The PBAC acknowledged that, although efalizumab was also an appropriate comparator, it had previously accepted that etanercept given intermittently, with a 12-week initiation course, was of similar safety and efficacy to continuous efalizumab. However, a comparison with efaluzimab would have given extra support to support a claim of superiority.
The PBAC also noted a number of issues raised concerning the modelled economic evaluation, which meant there was uncertainty about the resulting incremental cost effectiveness ratio. The ESC advised that the cost per QALY of between $45,000 and $75,000 represented a ‘best-case’ scenario because, in general, the assumptions used in the model were likely to maximise the difference between intermittent and continuous etanercept treatment regimens, and thus favour the proposed continuous treatment regimen. Despite arguments in the Pre-PBAC Response contending that a cost per QALY between $15,000 and $45,000 was the ‘best-case’ scenario, the PBAC agreed that a higher per QALY represented the more plausible cost-effectiveness ratio that still favours etanercept.

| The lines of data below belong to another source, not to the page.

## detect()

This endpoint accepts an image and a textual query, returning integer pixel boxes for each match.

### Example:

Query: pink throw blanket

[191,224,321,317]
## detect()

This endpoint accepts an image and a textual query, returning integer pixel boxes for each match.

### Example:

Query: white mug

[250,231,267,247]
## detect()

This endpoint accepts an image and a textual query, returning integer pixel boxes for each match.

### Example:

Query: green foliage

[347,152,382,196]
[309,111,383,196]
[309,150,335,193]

The PBAC thus rejected the submission because of uncertainty about the clinical evidence for the proposed model of treatment and inadequate evidence supporting the role of continuous vs intermittent treatment, and because of a high and uncertain cost effectiveness ratio.
13. Context for Decision
The PBAC helps decide whether and, if so, how medicines should be
subsidised in Australia. It considers submissions in this context.

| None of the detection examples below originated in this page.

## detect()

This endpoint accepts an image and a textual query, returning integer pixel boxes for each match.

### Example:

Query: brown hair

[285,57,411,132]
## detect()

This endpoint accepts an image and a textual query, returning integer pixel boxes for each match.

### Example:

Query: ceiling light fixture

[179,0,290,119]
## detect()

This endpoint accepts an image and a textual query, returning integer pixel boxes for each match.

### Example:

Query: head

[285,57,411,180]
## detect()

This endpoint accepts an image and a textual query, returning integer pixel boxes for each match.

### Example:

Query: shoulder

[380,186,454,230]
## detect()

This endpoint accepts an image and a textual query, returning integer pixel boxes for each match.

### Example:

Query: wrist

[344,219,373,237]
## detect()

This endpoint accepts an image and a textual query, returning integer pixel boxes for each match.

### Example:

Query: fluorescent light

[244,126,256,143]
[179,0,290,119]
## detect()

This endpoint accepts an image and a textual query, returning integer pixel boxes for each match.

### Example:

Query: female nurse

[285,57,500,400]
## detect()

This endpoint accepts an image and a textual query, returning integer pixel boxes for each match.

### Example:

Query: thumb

A PBAC decision not to recommend listing or not to recommend
changing a listing does not represent a final PBAC view about the
merits of the medicine. A company can resubmit to the PBAC or seek
independent review of the PBAC decision.
14. Sponsor’s Comment
Wyeth will determine a course of action based on an evaluation of the PBAC's comments. Wyeth continues to believe that there is a small group of psoriasis patients who would benefit significantly from continuous therapy with etanercept. A re-evaluation of the available evidence and available economic modelling methods is required to address the views of the PBAC.